S3Source
S3Source(
bucket,
keys,
endpoint= None ,
access_key= None ,
secret_key= None ,
region= None ,
_client= None ,
)
Data source for S3-compatible storage with explicit credentials.
Uses boto3 to stream directly from S3, supporting: - Standard AWS S3 - S3-compatible endpoints (Cloudflare R2, MinIO, etc.) - Private buckets with credentials - IAM role authentication (when keys not provided)
Unlike URL-based approaches, this doesn’t require URL transformation or global gopen_schemes registration. Credentials are scoped to the source instance.
Attributes
bucket
str
S3 bucket name.
keys
list [str ]
List of object keys (paths within bucket).
endpoint
str | None
Optional custom endpoint URL for S3-compatible services.
access_key
str | None
Optional AWS access key ID.
secret_key
str | None
Optional AWS secret access key.
region
str | None
Optional AWS region (defaults to us-east-1).
Examples
>>> source = S3Source(
... bucket= "my-datasets" ,
... keys= ["train/shard-000.tar" , "train/shard-001.tar" ],
... endpoint= "https://abc123.r2.cloudflarestorage.com" ,
... access_key= "AKIAIOSFODNN7EXAMPLE" ,
... secret_key= "wJalrXUtnFEMI/K7MDENG/bPxRfiCYEXAMPLEKEY" ,
... )
>>> for shard_id, stream in source.shards:
... process(stream)
Methods
from_credentials
S3Source.from_credentials(credentials, bucket, keys)

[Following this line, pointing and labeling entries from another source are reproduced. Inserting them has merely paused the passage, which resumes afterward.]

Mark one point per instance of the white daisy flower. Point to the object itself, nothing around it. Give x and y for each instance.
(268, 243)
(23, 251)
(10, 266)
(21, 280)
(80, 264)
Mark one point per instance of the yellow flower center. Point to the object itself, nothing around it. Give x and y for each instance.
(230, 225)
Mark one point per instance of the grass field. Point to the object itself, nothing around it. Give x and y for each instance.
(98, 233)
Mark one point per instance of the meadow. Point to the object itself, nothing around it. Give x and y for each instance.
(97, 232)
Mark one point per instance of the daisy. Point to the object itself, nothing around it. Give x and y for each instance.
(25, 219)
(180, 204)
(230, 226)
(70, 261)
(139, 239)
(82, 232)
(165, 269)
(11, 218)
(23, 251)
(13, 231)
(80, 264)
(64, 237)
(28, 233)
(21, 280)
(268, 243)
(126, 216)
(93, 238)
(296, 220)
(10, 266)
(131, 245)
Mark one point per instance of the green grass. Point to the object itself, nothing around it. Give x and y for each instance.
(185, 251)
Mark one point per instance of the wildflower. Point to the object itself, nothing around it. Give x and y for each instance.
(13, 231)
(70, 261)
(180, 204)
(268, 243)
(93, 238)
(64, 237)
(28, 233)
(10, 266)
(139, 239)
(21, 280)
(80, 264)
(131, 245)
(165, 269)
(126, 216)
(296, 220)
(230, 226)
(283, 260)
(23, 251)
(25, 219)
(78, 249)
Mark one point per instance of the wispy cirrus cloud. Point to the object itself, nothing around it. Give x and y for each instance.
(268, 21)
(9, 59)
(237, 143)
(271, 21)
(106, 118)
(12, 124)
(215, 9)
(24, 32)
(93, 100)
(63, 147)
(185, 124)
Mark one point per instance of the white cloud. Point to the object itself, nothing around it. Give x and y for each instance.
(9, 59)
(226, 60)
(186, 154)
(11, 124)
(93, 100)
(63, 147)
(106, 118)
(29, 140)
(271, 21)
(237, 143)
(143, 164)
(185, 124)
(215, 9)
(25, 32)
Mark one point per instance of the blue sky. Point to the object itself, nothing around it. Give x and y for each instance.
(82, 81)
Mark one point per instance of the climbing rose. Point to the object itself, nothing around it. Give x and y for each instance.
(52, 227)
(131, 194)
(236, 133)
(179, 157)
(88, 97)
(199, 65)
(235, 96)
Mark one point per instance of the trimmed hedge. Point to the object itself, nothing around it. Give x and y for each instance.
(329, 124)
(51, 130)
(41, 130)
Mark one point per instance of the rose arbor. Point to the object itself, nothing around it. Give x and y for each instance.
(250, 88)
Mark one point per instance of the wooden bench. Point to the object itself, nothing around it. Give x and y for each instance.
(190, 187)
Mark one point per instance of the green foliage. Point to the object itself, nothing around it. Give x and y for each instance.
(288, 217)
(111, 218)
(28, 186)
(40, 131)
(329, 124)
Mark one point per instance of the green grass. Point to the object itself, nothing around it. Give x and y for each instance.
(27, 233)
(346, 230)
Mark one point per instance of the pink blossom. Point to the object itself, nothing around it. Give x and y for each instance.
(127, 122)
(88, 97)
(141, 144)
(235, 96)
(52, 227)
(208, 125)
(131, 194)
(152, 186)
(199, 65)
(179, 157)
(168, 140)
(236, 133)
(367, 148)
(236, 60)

Create S3Source from a credentials dictionary.
Accepts the same credential format used by S3DataStore.
Parameters
credentials
dict [str , str ]
Dict with AWS_ACCESS_KEY_ID, AWS_SECRET_ACCESS_KEY, and optionally AWS_ENDPOINT.
required
bucket
str
S3 bucket name.
required
keys
list [str ]
List of object keys.
required
Returns
'S3Source'
Configured S3Source.
Examples
>>> creds = {
... "AWS_ACCESS_KEY_ID" : "..." ,
... "AWS_SECRET_ACCESS_KEY" : "..." ,
... "AWS_ENDPOINT" : "https://r2.example.com" ,
... }
>>> source = S3Source.from_credentials(creds, "my-bucket" , ["data.tar" ])
from_urls
S3Source.from_urls(
urls,
* ,
endpoint= None ,
access_key= None ,
secret_key= None ,
region= None ,
)
Create S3Source from s3:// URLs.
Parses s3://bucket/key URLs and extracts bucket and keys. All URLs must be in the same bucket.
Parameters
urls
list [str ]
List of s3:// URLs.
required
endpoint
str | None
Optional custom endpoint.
None
access_key
str | None
Optional access key.
None
secret_key
str | None
Optional secret key.
None
region
str | None
Optional region.
None
Returns
'S3Source'
S3Source configured for the given URLs.
Raises
ValueError
If URLs are not valid s3:// URLs or span multiple buckets.
Examples
>>> source = S3Source.from_urls(
... ["s3://my-bucket/train-000.tar" , "s3://my-bucket/train-001.tar" ],
... endpoint= "https://r2.example.com" ,
... )
list_shards
Return list of S3 URIs for the shards.
open_shard
S3Source.open_shard(shard_id)
Open a single shard by S3 URI.
Parameters
shard_id
str
S3 URI of the shard (s3://bucket/key).
required
Returns
IO [bytes ]
StreamingBody for reading the object.
Raises
KeyError
If shard_id is not in list_shards().